Footage of Mangum playing a show in Athens, GA, 1997.
asbury hall, babeville, Concert Review, jeff mangum, neutral milk hotel, tom —
A few years ago when a new Neutral Milk Hotel website surfaced announcing a tour and selling a definitive box-set, it was the first official, uncontroversial communication that the band had given anyone in many years. And while the initial two batches featured performances in Toronto and NYC, there were no Upstate dates and the odds of a Buffalo show were pretty slim. The last time Jeff Mangum played in WNY was in 1998 at the Bug Jar in Rochester. Then back in October, it was announced that Mangum would visit cities he had never played before on one final acoustic tour. Buffalo was at the top of that list. And the WNY chapter of the Neutral Milk Hotel cult rejoiced.
Wednesday night was something of a reverie. In The Aeroplane Over The Sea, Mangum’s last and most lionized release with NMH before they broke up, was released on my 9th birthday; I was introduced to his evocative sound like millions of college students in the early to late aughts were: through crummy laptop speakers in a dry and grungy dorm room. Who, before wednesday night, had ever experienced Mangum’s vocals via the expensive speakers of a concert hall? I’m guessing less that 1% of those in attendance.
So when a heavily whiskered Mangum came out, sat down and picked up his acoustic guitar and started singing a wide-eyed “Two-Headed Boy,” it was extremely surreal. A shot of adrenaline tore up my spine, something I hadn’t felt the slight of since I saw Bob Dylan or Sufjan Stevens for the first time, but it was still very different. I was seeing and hearing a ghost. Mangum’s vocal composure hadn’t changed a bit.
He went on to play “The King of Carrot Flowers Pt. 1” without mics, which all mysteriously failed for just that one song. He dragged his chair and scurried up to the right of the stage and belted the song across the dark sea of heads that filled the cavernous church hall. Bright flash lights from behind the stage glowed on the musician in an attempt to make up for the lighting which also subsequently went dead. He fittingly went right into “The King of Carrot Flowers Pt. 2 and 3” as all the power came back on and starred maddeningly into the crowd beckoning us to sing along as he half-yawped, “I love you Jesus Christ!” We all chimed in, even singing the triumphant horn melody, “Da! Da! Da-da-da-da-da-da-da...!” How could we not?
Mangum had four guitars on stage with him and changed between them intermittently, but the set was pretty strait-forward as he maintained strumming patterns identical to his records, and even had a stellar french horn accompaniment from Jeremy Thal of Briars of North America (who played an awesome opening set) on “Oh Comely” and the encore “In The Aeroplane Over the Sea” which brought down the house with applause. Mangum also sang a few favorites off On Avery Island with “Gardenhead” and “Naomi” which was wonderful.

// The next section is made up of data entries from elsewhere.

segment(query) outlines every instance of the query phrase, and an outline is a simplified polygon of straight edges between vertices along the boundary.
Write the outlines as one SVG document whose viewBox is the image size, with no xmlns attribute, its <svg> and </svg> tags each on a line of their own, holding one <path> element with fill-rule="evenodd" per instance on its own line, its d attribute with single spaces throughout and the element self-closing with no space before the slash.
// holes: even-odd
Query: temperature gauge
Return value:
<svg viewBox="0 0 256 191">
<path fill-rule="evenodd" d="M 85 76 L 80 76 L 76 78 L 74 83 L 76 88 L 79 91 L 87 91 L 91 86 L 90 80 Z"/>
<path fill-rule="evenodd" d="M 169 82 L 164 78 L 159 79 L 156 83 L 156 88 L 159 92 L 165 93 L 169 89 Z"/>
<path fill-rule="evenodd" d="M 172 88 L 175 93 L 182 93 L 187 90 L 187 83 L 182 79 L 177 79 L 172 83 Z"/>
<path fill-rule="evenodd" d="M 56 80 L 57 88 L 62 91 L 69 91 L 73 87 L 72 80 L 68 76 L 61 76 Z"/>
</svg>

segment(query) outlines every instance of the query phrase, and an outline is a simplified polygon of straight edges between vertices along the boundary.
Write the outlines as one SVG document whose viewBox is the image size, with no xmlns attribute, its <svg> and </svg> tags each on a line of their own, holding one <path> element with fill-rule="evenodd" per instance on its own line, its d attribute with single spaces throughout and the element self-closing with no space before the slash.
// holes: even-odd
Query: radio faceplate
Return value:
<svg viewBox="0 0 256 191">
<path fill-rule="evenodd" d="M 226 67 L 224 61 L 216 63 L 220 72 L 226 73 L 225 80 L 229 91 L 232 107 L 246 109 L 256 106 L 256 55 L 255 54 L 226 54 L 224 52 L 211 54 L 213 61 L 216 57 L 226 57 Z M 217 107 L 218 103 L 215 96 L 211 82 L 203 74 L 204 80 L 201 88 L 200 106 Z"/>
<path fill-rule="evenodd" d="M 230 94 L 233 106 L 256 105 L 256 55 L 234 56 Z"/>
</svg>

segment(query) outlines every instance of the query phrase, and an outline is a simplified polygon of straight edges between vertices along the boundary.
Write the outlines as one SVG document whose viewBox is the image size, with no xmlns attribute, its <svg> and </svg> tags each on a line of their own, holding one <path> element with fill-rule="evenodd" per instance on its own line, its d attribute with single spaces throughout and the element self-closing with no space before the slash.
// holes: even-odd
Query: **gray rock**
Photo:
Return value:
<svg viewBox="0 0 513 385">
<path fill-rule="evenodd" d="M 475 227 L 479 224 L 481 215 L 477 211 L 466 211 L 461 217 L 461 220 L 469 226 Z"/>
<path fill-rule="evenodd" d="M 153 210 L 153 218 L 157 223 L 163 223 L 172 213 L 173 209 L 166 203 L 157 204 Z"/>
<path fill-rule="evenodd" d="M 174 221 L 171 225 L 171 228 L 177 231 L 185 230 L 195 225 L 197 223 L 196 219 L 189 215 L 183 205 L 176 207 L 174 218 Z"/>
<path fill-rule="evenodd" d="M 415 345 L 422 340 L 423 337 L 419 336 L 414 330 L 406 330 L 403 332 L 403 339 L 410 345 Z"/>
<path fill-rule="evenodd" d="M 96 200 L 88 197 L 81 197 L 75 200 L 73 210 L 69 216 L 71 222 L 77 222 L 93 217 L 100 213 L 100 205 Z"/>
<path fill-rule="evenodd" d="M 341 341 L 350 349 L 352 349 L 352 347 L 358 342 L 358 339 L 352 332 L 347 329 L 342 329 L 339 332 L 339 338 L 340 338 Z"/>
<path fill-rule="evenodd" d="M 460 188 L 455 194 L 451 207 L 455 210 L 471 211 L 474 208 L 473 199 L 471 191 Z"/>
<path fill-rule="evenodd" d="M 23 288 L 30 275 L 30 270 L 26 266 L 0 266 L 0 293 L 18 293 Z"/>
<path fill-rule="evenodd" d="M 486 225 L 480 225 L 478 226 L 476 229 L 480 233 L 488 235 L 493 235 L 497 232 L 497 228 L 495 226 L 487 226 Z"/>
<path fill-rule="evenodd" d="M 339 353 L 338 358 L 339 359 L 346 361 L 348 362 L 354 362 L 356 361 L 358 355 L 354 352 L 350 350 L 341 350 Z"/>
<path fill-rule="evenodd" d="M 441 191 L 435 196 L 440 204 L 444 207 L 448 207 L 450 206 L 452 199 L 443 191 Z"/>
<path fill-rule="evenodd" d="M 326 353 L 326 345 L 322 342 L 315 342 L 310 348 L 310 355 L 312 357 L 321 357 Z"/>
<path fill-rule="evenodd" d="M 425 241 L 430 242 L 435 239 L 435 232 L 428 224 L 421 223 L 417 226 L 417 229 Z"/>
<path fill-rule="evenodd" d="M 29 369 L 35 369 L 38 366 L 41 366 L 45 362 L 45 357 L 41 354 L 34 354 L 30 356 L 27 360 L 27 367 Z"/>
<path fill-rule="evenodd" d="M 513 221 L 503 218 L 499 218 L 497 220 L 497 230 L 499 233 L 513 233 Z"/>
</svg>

While it didn't make a huge impact on the night, the only down side at points were people obliviously chatting during the show and giving Mangum some playful crowd yells, which Mangum would smile at and reply wryly “What?”
Jeff Mangum’s performance at Asbury Hall proved to be very memorable as he wailed and swept across a most adored and storied catalog of folk music. What makes Mangum such a great musician is so striking evident in the way he carries himself. He takes his songs seriously, but wields a wise smile all along, until his powerful gust of a voice knocks us over with its poetically poignant unadulterated force. I’ll never forget Wednesday night’s show, as it will most likely be the first and last time Buffalo will ever see or hear from the legendary artist in our midst again.